O jornal A Crítica (AM) destacou, em matéria publicada no dia 20 de julho, o trabalho dos Auditores-Fiscais do Trabalho do Amazonas na inserção de Pessoas com Deficiência – PCDs no mercado de trabalho. Segundo a reportagem, a Superintendência Regional do Trabalho e Emprego do Amazonas – SRTE/AM destacou-se no cenário nacional em balanço do Núcleo de Apoio às Atividades Fiscais – Naaf como a que mais inseriu PCDs em todo o país entre janeiro e maio de 2013, proporcionalmente.
De fato, a SRTE/AM superou de longe a meta estabelecida, que era de 155 admissões, chegando a 569 inserções. A meta foi superada em 367%.
A razão do resultado, segundo a SRTE/AM, foi a intensificação das fiscalizações no setor.
Leia a matéria de A Crítica, que destaca positivamente o trabalho dos Auditores-Fiscais do Trabalho.
20-7-2013 – A Crítica (AM)
CINTHIA GUIMARÃES
O Amazonas foi o Estado que mais inseriu pessoa com deficiência (PDF) no mercado de trabalho nos seis primeiros meses de 2013, de acordo com o ranking do Núcleo de Apoio às Atividades Fiscais (Naaf), do Ministério do Trabalho e Emprego (MTE).

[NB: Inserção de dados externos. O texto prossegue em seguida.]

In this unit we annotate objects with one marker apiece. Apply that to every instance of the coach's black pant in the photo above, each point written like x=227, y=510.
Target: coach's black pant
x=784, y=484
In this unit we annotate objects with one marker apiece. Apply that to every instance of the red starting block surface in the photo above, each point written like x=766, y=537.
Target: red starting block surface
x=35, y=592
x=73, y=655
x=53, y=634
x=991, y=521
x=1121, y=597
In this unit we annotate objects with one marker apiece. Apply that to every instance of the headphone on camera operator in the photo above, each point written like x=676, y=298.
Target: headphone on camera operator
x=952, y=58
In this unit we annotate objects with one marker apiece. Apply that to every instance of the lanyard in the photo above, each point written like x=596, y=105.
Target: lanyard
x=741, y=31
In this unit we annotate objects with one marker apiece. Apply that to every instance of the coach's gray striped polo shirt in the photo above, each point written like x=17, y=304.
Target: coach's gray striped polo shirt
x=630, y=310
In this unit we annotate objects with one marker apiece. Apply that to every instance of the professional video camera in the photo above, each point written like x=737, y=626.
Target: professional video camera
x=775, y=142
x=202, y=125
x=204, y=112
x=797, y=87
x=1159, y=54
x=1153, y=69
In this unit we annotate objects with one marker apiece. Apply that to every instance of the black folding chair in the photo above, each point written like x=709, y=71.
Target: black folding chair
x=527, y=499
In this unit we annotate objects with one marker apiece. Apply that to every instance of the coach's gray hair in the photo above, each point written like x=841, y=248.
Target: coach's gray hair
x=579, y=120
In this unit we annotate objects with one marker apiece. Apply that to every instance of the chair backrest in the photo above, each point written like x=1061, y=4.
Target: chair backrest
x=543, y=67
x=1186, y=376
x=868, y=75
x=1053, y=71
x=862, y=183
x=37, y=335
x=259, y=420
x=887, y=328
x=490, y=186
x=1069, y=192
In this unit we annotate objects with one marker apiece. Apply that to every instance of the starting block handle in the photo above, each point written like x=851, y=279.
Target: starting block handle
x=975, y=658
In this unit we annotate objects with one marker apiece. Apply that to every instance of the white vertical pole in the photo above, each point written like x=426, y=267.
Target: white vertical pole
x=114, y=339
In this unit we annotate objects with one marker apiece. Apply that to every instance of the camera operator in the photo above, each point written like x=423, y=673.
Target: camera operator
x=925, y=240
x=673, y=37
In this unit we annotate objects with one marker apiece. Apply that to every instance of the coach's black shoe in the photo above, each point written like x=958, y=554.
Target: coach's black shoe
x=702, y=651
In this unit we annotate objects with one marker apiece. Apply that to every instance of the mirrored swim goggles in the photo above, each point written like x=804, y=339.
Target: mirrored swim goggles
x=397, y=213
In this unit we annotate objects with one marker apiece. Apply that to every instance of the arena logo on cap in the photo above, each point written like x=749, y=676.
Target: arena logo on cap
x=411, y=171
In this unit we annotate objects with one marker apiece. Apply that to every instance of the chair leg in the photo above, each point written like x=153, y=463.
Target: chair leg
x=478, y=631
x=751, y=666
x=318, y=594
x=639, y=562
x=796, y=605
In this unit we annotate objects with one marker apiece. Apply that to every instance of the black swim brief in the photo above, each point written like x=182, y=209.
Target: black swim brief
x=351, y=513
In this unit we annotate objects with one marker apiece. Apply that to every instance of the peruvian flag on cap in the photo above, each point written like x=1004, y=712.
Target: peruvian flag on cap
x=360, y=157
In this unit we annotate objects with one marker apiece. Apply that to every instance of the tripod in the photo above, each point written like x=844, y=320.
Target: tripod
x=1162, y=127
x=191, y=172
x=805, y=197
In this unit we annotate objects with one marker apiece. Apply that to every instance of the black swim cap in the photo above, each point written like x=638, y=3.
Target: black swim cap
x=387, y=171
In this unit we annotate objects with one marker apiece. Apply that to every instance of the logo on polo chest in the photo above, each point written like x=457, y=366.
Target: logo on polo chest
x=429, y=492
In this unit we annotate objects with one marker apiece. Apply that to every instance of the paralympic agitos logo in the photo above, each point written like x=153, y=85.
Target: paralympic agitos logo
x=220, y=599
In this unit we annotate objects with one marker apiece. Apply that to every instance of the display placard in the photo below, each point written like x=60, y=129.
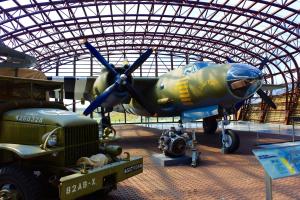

Nos cinco primeiros meses de 2013, foram admitidos 569 PCD’s, 367%, superando a meta que era de 155 admissões.
Este resultado coloca o Amazonas em primeiro lugar no ranking percentual dos estados que superaram a meta estabelecida pelo MTE, seguido dos Estados de Rio Grande do Sul (2.201 - 306%), Pernambuco (754 - 222%) e Mato Grosso (171 - 211%).
Para o Superintendente Regional do Trabalho e Emprego, Dermilson Chagas, a razão para o aumento da inserção dos PCD’S no mercado de trabalho está na intensificação das fiscalizações realizadas pelo órgão.
A empresa, ao negar emprego ou trabalho a uma pessoa portadora de deficiência, deverá justificar-se, sendo a causa por razões de natureza técnica ou não subjetiva. O artigo 93 da Lei 8.213/91 estabelece que empresas com cem ou mais funcionários estão obrigadas a preencher de 2% a 5% de seus cargos com pessoas deficientes ou beneficiários reabilitados, nas seguintes proporções: até 200 empregados 2%, de 201 a 500 funcionários 3%, de 501 a mil 4% e a partir de 1001 em adiante 5%.